Mas o grande impulso para o ressurgimento do sistema (ainda que com algumas nuances diferentes, incluindo um espírito bem mais defensivo) foi outro: o Chelsea de António Conte. Depois de um início de época desastroso, o treinador italiano — que já tinha utilizado o 1-3-5-2 na Juventus — aproveitou uma derrota contra o Arsenal, no final de Setembro, para introduzir o novo alinhamento e... vencer o campeonato inglês. “Não é o meu preferido. O meu sistema preferido é o que permita que a minha equipa vença”, explicou o italiano, pouco dado a “romantismos” ideológicos.

 

Desde então, uma vez que é difícil contrariá-lo, muitas equipas procuraram replicá-lo: Tottenham (foi assim que Pochettino conseguiu derrotar o Chelsea), West Ham e até o Manchester United de Mourinho.

 

E, em Portugal, Jorge Jesus, que tem sido um influenciador do (nosso) jogo e que disse isto: “O 4-3-3 é o sistema mais fácil de anular.” Culturalmente, o 1-4-3-3 sempre foi mais utilizado em Portugal, até por permitir uma ocupação mais racional do espaço, mesmo que o treinador não imprima grande grau de pormenor aos posicionamentos.

 

Mas, actualmente, quantas equipas jogam em 1-4-4-2, depois de Jesus o ter introduzido no Benfica? Inúmeras.

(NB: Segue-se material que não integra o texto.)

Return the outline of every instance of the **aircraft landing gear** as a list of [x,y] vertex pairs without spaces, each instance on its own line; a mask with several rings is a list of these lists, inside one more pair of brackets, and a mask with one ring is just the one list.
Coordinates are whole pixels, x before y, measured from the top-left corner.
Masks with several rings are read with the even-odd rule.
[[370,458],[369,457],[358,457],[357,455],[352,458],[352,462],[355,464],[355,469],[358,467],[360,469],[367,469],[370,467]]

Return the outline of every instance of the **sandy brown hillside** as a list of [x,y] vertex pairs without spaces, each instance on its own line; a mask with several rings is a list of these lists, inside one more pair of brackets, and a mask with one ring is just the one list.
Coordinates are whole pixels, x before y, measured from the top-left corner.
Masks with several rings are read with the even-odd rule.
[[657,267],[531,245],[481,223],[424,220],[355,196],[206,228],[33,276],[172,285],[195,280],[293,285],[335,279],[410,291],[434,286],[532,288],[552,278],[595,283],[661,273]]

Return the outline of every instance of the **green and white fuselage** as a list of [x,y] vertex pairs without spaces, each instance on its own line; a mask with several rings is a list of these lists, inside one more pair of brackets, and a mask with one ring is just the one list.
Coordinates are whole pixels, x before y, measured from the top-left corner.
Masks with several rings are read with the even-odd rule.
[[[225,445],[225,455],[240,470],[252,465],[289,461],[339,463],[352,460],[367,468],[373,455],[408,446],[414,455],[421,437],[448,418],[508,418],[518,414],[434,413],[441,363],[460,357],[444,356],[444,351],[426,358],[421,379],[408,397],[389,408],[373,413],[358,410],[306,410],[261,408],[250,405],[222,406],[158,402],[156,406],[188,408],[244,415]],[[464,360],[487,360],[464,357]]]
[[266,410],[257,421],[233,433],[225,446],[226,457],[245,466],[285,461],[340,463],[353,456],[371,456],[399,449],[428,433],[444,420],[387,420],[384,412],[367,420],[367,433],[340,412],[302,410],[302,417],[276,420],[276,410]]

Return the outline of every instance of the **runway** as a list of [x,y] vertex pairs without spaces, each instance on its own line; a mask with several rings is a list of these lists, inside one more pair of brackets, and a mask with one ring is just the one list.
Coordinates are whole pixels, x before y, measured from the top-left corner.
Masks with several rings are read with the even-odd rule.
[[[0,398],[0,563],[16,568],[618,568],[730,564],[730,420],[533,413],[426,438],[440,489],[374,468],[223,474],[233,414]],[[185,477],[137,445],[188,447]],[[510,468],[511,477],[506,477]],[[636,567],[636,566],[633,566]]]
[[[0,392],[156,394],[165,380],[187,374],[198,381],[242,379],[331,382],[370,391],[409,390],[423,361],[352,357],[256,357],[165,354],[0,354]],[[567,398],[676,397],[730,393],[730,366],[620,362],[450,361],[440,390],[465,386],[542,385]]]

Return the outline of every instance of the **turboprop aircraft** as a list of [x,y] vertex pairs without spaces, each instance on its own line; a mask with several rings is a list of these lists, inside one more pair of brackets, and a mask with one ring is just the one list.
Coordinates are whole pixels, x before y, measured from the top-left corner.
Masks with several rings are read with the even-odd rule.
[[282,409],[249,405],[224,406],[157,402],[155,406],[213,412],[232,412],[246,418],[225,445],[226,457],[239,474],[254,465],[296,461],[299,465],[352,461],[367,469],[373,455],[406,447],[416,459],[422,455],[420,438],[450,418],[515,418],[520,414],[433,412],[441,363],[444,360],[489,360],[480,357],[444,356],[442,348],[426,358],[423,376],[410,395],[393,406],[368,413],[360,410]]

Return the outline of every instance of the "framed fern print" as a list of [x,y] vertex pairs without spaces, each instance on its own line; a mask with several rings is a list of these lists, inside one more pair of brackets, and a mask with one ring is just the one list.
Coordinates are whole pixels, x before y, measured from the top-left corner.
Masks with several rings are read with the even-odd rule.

E, agora, Jesus tenta voltar a um sistema que utilizou em 1995/96, no Felgueiras, depois de ter ido a Barcelona perceber as ideias de Cruyff — “uma equipa que me apaixonou”, explicou mais tarde. Porquê? Talvez porque, na verdade, em termos estratégicos, quanto mais vezes se joga contra determinado sistema e equipa, mais eficaz se é a anulá-lo, especialmente quando os praticantes não diferem muito de nível (aliás, no futebol moderno, há estrategas de classe mundial - como Mourinho, claro) - ou seja, tudo tem de evoluir.

 

O 1-3-4-3 é um sistema perfeito para quem quer mandar no jogo, porque permite, em organização ofensiva, ter muitos jogadores no corredor central, entre os sectores adversários, pelo que as opções de passe para o portador são sempre maiores e diversas — com a largura a ser proporcionada pelos alas, que tanto são falsos laterais como falsos extremos — no Felgueiras, Jesus chamava-lhes “flanqueadores” (um deles era... Sérgio Conceição).

 

Mais: uma vez que há poucas equipas a jogar assim, é sempre mais difícil para o adversário adaptar-se a defender contra uma equipa que ataque assim, porque as referências são outras e os problemas são necessariamente novos.

 

E, em organização defensiva, o sistema tanto permite efectuar uma pressão mais alta no campo, com os "flanqueadores" a integrarem o sector intermédio; ou mais moderada, com apenas um dos "flanqueadores" (do lado da bola) a subir e o outro a fazer de lateral, formando um sector defensivo de quatro jogadores; ou até bem mais cautelosa, com a formação de uma defesa de cinco jogadores, um meio-campo de quatro e apenas um avançado mais à frente, por exemplo, assumindo claramente um bloco baixo (como fazia o Chelsea de Conte).

 

Mas, como em todas as invenções... é preciso tempo de adaptação.

 

 

Mariana Cabral, jornal Expresso

 

 

Nota: Muito interessante este artigo de Mariana Cabral sobre sistemas de jogo e o leque de preferências dos vários treinadores da actualidade, embora, inevitavelmente, também muito subjectivo. O problema fundamental com isto, e já se arrasta há muito tempo, é que a vasta maioria de treinadores trai a "regra sagrada" do futebol, ou seja: um treinador deve recorrer a um sistema de jogo adequado às características dos jogadores à sua disposição.

 

Mais vezes do que não, acontece precisamente o inverso. O treinador pré-determina o sistema de jogo que quer ver na equipa que lidera e os jogadores, independente das suas características físicas e técnicas, terão de encaixar nesse sistema.

 

O exemplo clássico mais à mão é o Sporting de Jorge Jesus, muito na época passada e provavelmente também esta época. O técnico insiste impiedosamente no 4x2x4, ocasionalmente no variável 4x2x3x1 (demonstrado na foto), para o qual a equipa leonina não tem jogadores à altura do desafio. Prova evidente os golos sofridos em 2016/17 e na pré-época que terminou há poucos dias. Creio, no entanto, que a evidência à vista não irá mudar de ideias a um treinador reconhecidamente teimoso.

 

Nem me vou dar ao trabalho de comentar o sistema dos três centrais, especialmente tendo em consideração os que temos à disposição neste momento.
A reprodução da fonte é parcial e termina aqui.